I am not sure if its the optimum solution however My API calls return Single and my database operations return Completable so I feel like this is the best solution for me.
public class UseCaseOneA {
public static void main(final String[] args) {
login()
.andThen(UseCaseOneA.deleteDatabaseTableA())
.andThen(UseCaseOneA.deleteDatabaseTableB())
.andThen(manufactureRecords())
.flatMapIterable(x -> x)
.flatMapSingle(record -> NetworkController.callApi(record.getPrimaryKey()))
.flatMapSingle(z -> transform(z))
.flatMapCompletable(p -> UseCaseOneA.insertDatabaseTableA(p))
.doOnComplete(() -> System.out.println("ON COMPLETE"))

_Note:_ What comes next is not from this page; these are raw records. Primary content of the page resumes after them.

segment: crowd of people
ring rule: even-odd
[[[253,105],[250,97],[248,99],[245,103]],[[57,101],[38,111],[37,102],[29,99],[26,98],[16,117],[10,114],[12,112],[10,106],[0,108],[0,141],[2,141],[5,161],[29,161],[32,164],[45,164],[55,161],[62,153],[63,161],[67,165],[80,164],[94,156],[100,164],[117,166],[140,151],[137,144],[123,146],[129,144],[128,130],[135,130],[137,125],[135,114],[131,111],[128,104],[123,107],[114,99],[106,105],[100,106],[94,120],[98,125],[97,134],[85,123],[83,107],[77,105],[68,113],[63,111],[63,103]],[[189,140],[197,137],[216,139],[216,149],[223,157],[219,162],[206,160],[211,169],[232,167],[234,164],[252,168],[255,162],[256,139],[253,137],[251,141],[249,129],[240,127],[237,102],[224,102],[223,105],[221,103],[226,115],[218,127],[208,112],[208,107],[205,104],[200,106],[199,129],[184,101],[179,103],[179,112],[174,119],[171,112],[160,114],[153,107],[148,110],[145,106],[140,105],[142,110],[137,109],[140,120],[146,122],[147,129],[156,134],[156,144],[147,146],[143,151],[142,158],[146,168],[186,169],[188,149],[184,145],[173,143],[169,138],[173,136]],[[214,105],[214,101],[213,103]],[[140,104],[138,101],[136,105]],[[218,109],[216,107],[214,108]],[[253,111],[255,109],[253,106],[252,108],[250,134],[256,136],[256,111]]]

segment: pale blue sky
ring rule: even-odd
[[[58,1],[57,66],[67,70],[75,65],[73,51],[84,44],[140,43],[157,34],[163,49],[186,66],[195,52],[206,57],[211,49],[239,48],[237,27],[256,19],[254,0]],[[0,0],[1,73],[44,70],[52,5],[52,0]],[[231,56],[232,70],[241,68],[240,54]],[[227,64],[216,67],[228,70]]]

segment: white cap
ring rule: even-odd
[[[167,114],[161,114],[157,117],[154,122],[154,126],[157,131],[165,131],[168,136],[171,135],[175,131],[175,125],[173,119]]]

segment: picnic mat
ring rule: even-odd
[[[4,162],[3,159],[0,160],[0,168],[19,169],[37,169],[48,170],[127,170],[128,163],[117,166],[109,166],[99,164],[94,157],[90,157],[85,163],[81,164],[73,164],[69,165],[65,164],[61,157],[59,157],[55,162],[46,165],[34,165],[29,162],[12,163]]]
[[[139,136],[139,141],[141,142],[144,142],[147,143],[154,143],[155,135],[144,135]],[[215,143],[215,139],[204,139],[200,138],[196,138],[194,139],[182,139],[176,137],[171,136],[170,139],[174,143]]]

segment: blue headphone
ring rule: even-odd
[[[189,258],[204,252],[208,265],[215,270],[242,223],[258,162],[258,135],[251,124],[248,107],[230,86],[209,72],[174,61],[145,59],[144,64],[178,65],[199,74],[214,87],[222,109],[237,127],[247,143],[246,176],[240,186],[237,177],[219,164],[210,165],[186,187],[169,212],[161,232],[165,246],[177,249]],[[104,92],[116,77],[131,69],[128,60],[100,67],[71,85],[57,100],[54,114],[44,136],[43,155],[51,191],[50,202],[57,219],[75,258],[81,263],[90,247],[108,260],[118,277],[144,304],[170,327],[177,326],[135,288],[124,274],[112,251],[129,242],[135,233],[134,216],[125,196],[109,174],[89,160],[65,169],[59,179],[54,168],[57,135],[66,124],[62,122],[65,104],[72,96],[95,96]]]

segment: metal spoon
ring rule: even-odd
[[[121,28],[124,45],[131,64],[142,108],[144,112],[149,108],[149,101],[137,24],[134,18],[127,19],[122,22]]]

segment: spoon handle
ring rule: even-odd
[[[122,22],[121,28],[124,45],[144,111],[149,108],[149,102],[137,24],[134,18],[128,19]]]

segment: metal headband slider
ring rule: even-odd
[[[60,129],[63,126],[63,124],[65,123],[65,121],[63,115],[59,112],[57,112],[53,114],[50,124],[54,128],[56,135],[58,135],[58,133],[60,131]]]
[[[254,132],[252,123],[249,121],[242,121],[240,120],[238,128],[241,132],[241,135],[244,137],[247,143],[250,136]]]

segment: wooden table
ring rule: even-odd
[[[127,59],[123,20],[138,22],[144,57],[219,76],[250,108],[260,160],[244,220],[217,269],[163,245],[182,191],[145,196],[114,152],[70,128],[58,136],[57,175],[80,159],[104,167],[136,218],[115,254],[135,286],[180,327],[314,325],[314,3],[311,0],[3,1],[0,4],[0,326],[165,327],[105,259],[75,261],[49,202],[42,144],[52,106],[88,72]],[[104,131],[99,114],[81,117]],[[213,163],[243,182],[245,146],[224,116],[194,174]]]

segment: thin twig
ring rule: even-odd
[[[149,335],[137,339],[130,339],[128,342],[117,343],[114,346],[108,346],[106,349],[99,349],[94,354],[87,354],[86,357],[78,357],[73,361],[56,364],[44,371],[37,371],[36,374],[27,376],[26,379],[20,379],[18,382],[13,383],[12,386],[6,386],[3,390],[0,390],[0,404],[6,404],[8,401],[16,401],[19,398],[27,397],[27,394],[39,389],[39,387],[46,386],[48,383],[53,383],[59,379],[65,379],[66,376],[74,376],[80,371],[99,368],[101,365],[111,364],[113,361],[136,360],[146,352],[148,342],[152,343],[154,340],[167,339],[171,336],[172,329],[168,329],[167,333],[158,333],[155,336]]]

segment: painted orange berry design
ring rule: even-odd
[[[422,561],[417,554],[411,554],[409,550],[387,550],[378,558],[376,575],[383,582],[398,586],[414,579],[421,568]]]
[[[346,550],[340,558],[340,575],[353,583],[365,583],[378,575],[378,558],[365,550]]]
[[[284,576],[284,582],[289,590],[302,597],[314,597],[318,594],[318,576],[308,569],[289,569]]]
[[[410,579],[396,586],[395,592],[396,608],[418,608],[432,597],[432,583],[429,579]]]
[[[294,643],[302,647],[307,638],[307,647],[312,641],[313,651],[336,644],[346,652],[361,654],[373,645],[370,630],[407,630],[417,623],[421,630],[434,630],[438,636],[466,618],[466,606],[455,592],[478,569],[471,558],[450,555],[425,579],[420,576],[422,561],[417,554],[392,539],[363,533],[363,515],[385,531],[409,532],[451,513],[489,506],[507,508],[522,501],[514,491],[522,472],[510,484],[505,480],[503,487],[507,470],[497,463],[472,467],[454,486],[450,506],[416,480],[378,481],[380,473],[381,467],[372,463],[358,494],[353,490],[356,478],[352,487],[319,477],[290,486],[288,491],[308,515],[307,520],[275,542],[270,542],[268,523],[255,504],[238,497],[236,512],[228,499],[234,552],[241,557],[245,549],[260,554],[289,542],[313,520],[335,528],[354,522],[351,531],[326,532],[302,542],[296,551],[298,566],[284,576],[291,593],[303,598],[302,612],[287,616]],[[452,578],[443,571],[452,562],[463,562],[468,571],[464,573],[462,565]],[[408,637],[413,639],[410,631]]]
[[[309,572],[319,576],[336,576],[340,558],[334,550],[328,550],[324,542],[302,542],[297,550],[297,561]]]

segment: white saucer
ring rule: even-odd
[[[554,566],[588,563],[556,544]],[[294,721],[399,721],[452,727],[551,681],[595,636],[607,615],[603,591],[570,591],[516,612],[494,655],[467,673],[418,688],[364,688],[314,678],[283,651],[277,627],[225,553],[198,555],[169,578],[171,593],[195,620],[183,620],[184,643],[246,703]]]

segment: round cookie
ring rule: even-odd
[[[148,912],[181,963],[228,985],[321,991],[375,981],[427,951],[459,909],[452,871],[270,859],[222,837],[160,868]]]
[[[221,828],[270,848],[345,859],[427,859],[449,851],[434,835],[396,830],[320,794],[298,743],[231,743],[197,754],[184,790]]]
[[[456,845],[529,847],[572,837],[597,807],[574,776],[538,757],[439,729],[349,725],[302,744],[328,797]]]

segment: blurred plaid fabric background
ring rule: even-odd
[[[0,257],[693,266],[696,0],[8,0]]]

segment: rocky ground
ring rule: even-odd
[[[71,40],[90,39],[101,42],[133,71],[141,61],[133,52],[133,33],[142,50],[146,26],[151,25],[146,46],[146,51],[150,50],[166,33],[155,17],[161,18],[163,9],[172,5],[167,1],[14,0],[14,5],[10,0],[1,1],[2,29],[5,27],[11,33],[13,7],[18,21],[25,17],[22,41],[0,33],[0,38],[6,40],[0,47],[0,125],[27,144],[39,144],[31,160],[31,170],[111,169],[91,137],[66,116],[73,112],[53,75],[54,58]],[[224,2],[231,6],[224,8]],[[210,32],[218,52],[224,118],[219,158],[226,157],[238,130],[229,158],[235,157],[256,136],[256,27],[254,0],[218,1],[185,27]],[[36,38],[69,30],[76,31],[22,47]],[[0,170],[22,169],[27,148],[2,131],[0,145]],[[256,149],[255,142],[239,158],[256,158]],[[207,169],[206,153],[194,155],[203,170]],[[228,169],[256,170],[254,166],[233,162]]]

.doFinally(() -> System.out.println("ON FINALLY"))
.subscribe();
}
private static Single<List<PayloadDO>> transform(final List<RemotePayload> payloads) {
return Single.create(new SingleOnSubscribe<List<PayloadDO>>() {
#Override
public void subscribe(final SingleEmitter<List<PayloadDO>> emitter) throws Exception {
System.out.println("transform - " + payloads.size());
final List<PayloadDO> payloadDOs = new ArrayList<>();
for (final RemotePayload remotePayload : payloads) {
payloadDOs.add(new PayloadDO(remotePayload.getPayload()));
}
emitter.onSuccess(payloadDOs);
}
});
}
private static Observable<List<Record>> manufactureRecords() {
final List<Record> records = new ArrayList<>();
records.add(new Record("111-111-111"));
records.add(new Record("222-222-222"));
records.add(new Record("3333-3333-3333"));
records.add(new Record("44-444-44444-44-4"));
records.add(new Record("5555-55-55-5-55-5555-5555"));
return Observable.just(records);
}
private static Completable deleteDatabaseTableA() {
return Completable.create(new CompletableOnSubscribe() {
#Override
public void subscribe(final CompletableEmitter emitter) throws Exception {
System.out.println("deleteDatabaseTableA");
emitter.onComplete();
}
});
}
private static Completable deleteDatabaseTableB() {
return Completable.create(new CompletableOnSubscribe() {
#Override
public void subscribe(final CompletableEmitter emitter) throws Exception {
System.out.println("deleteDatabaseTableB");
emitter.onComplete();
}
});
}
private static Completable insertDatabaseTableA(final List<PayloadDO> payloadDOs) {
return Completable.create(new CompletableOnSubscribe() {
#Override
public void subscribe(final CompletableEmitter emitter) throws Exception {
System.out.println("insertDatabaseTableA - " + payloadDOs);
emitter.onComplete();
}
});
}
private static Completable login() {
return Completable.complete();
}
}
This code doesn't address all my use case requirements. Namely being able to transform the remote payload records into multiple Database record types and insert each type into its own specific target databased table.
I could just call the Remote API twice to get the same remote data items and transform first into one database type then secondly into the second database type, however that seems wasteful.
Is there an operand in RxJava where I can reuse the output from my API calls and transform them into another database type?
You have to index the items yourself in some manner, for example, via external counting:
Observable.defer(() -> {
AtomicInteger counter = new AtomicInteger();
return DatabaseController.fetchTable_Bs()
.subscribeOn(Schedulers.io())
.toObservable()
.flatMapIterable(b -> b)
.doOnNext(item -> {
if (counter.getAndIncrement() == 0) {
// this is the very first item
} else {
// these are the subsequent items
}
});
});
The defer is necessary to isolate the counter to the inner sequence so that repetition still works if necessary.